For those of us who have known for years that man-made carbon dioxide emissions have nothing to do with global warming, and who recognise that an unnecessary international carbon trading scheme would be wide open to abuse, this comes as no surprise.

He then presented a few points “courtesy of Australia’s Carbon Sense Coalition”, beginning with:

There is no global warming crisis. The world is just emerging from the Little Ice Age, so naturally temperatures will be above those of last century.

There follow 317 words (yes, I counted them) lifted directly from this document (pdf), published in January by Viv Forbes of the aforementioned Carbon “Sense” Coalition. No quotation marks. No indication that this is a direct lift. But of the 800 words in Garth’s column, 37.5% were written by Viv Forbes. I wonder if Garth is forwarding a share of his cheque? The same column, in a slightly different form was reprinted in Rotorua the next day.

A sorry tale of lazy journalism maybe, but also the start of a little saga…

Jim Salinger, NZ’s best known climate scientist (last seen (that’s him on the left at the beginning) enjoying a sausage sizzle with Rhys Darby and Keisha Castle-Hughes), happened to read Garth’s column and was moved to pen a letter to the editor. It was published on October 12th, and said, in part:

The science of global warming is basic physics, well known since the late 19th century: Irish earth scientist John Tyndall in the 1860s found that greenhouse gases (CO2 and water vapour) block the earth’s heat escaping to space. In the 1900s, Swedish chemist Svante Arrhenius calculated that doubling CO2 would raise global temperatures 5°C. The Intergovernmental Panel on Climate Change’s best estimate is now 3°C. And only last week top climate scientists at the UK MetOffice warned that unchecked global warming could bring a severe temperature rise of 4°C by 2060. [...] I urge George to stop emitting a load of hot air and get serious about the future of our civilisation on this planet.
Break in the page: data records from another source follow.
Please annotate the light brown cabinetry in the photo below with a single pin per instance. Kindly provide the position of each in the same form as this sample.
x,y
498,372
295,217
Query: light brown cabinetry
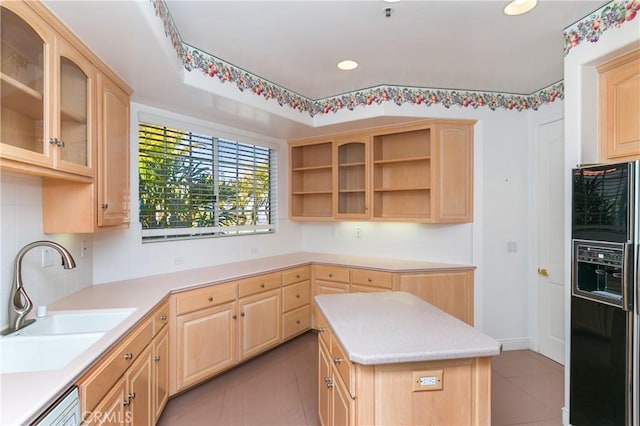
x,y
311,180
47,97
351,188
355,394
205,334
65,117
296,298
619,108
129,385
451,291
416,172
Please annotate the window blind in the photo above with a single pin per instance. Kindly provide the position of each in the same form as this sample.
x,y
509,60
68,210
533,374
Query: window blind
x,y
193,185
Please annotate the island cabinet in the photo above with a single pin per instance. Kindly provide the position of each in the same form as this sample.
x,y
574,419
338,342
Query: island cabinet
x,y
296,299
415,172
619,108
376,372
65,117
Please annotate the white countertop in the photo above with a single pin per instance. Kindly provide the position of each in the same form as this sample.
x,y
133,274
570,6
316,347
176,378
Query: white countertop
x,y
23,396
394,327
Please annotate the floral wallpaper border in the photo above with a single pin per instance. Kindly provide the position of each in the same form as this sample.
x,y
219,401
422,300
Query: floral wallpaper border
x,y
589,29
611,15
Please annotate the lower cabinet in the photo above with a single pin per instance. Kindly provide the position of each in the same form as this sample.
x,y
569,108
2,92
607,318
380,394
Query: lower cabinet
x,y
160,356
129,385
206,342
260,317
335,404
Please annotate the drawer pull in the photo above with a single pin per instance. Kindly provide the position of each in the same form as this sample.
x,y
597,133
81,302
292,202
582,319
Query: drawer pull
x,y
329,382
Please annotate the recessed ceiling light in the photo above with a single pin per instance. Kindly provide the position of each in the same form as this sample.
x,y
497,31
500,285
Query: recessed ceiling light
x,y
347,65
518,7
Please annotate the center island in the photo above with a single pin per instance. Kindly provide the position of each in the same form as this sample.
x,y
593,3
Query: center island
x,y
390,358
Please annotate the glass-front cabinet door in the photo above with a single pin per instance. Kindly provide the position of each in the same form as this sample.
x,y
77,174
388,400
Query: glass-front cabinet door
x,y
352,177
72,134
46,95
24,48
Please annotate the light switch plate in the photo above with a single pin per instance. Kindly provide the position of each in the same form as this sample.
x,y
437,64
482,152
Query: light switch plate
x,y
427,380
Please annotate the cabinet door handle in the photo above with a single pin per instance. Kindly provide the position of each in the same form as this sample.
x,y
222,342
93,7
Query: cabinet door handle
x,y
57,142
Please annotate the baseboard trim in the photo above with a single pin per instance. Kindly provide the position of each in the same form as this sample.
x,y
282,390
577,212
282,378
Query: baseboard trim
x,y
515,344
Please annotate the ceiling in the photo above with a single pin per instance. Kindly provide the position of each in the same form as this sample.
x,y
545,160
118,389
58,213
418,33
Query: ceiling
x,y
462,45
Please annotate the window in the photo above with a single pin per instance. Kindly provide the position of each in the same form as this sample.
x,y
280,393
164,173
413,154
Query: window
x,y
195,185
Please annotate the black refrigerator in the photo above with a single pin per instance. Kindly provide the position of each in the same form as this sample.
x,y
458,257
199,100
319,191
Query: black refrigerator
x,y
604,349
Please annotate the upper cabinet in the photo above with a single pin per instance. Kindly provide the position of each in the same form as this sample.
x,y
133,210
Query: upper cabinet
x,y
47,88
350,194
619,108
415,172
65,117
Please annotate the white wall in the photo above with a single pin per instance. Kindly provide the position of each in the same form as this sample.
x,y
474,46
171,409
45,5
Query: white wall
x,y
502,185
20,224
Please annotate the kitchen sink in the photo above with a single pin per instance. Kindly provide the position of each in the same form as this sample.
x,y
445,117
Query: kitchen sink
x,y
73,322
19,353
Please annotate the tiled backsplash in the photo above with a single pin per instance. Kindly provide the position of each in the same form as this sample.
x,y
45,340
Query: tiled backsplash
x,y
20,224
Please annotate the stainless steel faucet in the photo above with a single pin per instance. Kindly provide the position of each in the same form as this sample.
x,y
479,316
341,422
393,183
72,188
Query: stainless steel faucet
x,y
19,303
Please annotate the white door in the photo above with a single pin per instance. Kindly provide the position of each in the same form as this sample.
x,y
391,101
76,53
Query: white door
x,y
550,201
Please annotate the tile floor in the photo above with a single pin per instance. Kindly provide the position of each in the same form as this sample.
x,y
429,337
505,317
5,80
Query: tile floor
x,y
279,388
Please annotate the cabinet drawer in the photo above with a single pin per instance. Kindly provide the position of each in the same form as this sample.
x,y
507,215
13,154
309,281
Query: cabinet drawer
x,y
295,295
295,275
259,284
332,273
343,365
205,297
160,317
372,278
295,322
95,385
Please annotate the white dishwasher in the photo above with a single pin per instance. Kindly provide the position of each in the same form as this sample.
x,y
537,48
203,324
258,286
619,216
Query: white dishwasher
x,y
64,412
Jim’s blunt statement of fact piqued Garth in his sulphurous lair, and this morning there appeared a robust response from our grizzled veteran newspaperman:

After 13 years of writing this weekly column I have become inured to criticism, to which I rarely respond, but the letter by Jim Salinger published on the page opposite on Monday demands a reply.

Typical of patronising PhDs, Dr Salinger labels me a “climate change denier”. That is downright dishonest. However, it is understandable considering that those who peddle the CO2-is-the-cause-of-global-warming fallacy rely on pseudo-science which is in itself dishonest.

Sock it to him Garth! This time you’ll have done your research and will be ready with well thought out answers to Jim’s basic physics, won’t you?

Well, er, no. Garth’s been thumbing through the works of great communicator Bob Carter, and proceeds to quote him extensively in the remainder of the column. You guessed it. 335 words (mostly pompous bollocks), this time (mostly) properly in quotes, but still amounting to 41% of his article. Is this intellectual dishonesty or lazy journalism? In either case, why is he being paid for this nonsense?

And as for that doyen of patronising PhD’s, he’s considering a response… But he’ll write it all himself.